You think of the uncertainty that will be felt by 17,000 employees of the company until it’s clear where the axe will fall; the potential loss of almost 2,000 jobs and the effect on employees’ families; the patients affected by those closures – which I estimate could be in excess of 50,000.
Then you start to think about your own job, in your pharmacy, your company, your patients, and wonder who will be next. When will they come for you?
Many years ago I worked in a branch where the rain regularly penetrated the flat roof over my dispensary, and every year the company paid £100 to have it patched.
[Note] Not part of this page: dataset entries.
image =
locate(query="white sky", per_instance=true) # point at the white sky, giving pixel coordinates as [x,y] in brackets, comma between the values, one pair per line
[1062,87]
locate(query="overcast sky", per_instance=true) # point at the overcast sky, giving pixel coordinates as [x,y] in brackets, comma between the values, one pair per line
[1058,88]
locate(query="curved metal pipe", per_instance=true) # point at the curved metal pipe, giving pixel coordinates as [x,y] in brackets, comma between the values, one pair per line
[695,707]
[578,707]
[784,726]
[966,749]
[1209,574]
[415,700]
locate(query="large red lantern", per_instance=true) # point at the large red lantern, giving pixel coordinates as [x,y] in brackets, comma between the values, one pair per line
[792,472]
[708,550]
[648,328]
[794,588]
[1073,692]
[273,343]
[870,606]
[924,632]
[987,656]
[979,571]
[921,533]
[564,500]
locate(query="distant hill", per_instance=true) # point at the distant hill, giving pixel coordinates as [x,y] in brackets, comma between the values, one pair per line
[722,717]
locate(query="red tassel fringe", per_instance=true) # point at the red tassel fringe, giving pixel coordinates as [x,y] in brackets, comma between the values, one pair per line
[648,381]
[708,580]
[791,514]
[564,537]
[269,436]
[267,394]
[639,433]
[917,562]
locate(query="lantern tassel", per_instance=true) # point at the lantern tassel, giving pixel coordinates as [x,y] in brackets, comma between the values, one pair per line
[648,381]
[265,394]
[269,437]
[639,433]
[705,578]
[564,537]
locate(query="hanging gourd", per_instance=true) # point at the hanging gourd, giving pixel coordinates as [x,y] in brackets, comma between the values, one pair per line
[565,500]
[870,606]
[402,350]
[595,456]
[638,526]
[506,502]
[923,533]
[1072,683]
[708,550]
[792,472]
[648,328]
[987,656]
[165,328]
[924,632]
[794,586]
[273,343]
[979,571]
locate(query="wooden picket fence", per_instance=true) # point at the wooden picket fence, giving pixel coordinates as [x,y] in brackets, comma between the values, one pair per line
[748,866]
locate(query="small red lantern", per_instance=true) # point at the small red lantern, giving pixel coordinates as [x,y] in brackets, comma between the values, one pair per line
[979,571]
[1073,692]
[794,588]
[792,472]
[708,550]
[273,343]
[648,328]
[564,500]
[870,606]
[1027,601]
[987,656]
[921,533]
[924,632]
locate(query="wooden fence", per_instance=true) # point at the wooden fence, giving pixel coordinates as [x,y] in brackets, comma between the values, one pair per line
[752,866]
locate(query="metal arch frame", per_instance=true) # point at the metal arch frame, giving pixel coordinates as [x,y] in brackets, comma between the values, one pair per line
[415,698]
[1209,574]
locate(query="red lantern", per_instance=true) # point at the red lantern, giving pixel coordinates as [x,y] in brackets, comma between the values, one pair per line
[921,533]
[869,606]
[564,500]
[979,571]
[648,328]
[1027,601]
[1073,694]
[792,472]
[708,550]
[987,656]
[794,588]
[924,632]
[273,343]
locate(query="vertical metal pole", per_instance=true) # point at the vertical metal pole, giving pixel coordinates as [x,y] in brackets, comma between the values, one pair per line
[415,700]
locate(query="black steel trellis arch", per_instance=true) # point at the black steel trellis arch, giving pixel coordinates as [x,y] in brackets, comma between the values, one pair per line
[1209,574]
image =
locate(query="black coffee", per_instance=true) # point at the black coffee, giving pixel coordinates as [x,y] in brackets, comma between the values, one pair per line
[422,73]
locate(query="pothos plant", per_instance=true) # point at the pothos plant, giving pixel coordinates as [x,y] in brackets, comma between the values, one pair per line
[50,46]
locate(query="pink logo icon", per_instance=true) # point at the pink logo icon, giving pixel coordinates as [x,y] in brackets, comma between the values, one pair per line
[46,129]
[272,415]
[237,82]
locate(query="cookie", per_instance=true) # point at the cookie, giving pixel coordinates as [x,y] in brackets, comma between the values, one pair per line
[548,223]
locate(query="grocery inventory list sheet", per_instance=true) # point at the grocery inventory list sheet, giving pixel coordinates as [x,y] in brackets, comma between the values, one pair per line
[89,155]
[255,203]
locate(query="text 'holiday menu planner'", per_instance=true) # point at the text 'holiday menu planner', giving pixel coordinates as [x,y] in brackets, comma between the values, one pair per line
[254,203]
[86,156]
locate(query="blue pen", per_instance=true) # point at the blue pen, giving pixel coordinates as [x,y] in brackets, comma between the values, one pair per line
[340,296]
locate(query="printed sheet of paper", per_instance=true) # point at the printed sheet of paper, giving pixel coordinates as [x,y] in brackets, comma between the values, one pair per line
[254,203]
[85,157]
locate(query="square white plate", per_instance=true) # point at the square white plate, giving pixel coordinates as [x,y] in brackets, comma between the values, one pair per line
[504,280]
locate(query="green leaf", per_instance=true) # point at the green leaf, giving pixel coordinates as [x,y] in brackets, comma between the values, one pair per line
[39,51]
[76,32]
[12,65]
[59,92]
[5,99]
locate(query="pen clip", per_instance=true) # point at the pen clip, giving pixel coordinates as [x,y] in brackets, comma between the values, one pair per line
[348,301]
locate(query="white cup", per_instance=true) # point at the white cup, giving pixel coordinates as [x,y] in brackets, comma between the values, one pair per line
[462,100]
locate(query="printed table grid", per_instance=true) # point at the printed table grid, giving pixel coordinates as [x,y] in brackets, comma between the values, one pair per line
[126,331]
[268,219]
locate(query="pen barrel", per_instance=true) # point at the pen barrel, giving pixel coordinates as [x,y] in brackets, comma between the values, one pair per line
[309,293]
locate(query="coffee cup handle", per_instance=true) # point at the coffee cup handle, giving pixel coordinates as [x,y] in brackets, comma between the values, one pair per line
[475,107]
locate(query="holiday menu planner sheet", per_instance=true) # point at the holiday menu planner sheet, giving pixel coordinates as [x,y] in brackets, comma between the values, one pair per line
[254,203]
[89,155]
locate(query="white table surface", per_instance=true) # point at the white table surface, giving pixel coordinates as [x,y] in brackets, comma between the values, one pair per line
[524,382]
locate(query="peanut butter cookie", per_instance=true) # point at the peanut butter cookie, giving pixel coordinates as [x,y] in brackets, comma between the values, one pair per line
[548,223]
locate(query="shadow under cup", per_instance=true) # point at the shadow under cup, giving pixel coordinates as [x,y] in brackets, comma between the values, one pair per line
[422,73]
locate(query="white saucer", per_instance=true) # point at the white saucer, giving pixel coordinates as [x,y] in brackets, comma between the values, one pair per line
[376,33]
One day the entire ceiling collapsed onto me. The builders said that a proper repair costing £800 would have avoided the rebuilding of £15,000, which is such simple economics. That’s what our pharmacy leaders don’t get. Every £1 they save by closing a pharmacy will cost the NHS £3 in additional expenses; as patients get a prescription instead of buying over-the-counter, or an A&E visit instead of pharmacy advice, or a hospital admission instead of an advanced service. And the NHS don’t get it because they have been misled or lied to or both, so the roof will eventually fall on their heads too.
In the 1950s this country set out to close one third of the railways, identifying 5,000 miles of track and 2,363 stations it considered redundant. Fifty years later that action is considered inept, as we spend billions to put back much of that track. This was due to closures instead of modernisation, and the same is true for the pharmacy network. We accept we can’t be paid just to dispense, but because it has been so badly advised by pharmacists high up in NHS England, the government is not prepared to spend the time and money to modernise its greatest healthcare asset – what I heard described recently as the “largest walk-in centre of the NHS”.
Everyone involved in these pharmacy cuts – introduced with the puerile myopic intention of saving money for the NHS by forcing the closure of community pharmacies through making them uneconomical – should be ashamed of themselves. Any of those who are also fellows of the Royal Pharmaceutical Society should be stripped of that honorific. They have not advanced the profession of pharmacy, they have diminished it and blighted lives of staff and patients. Shame on you all.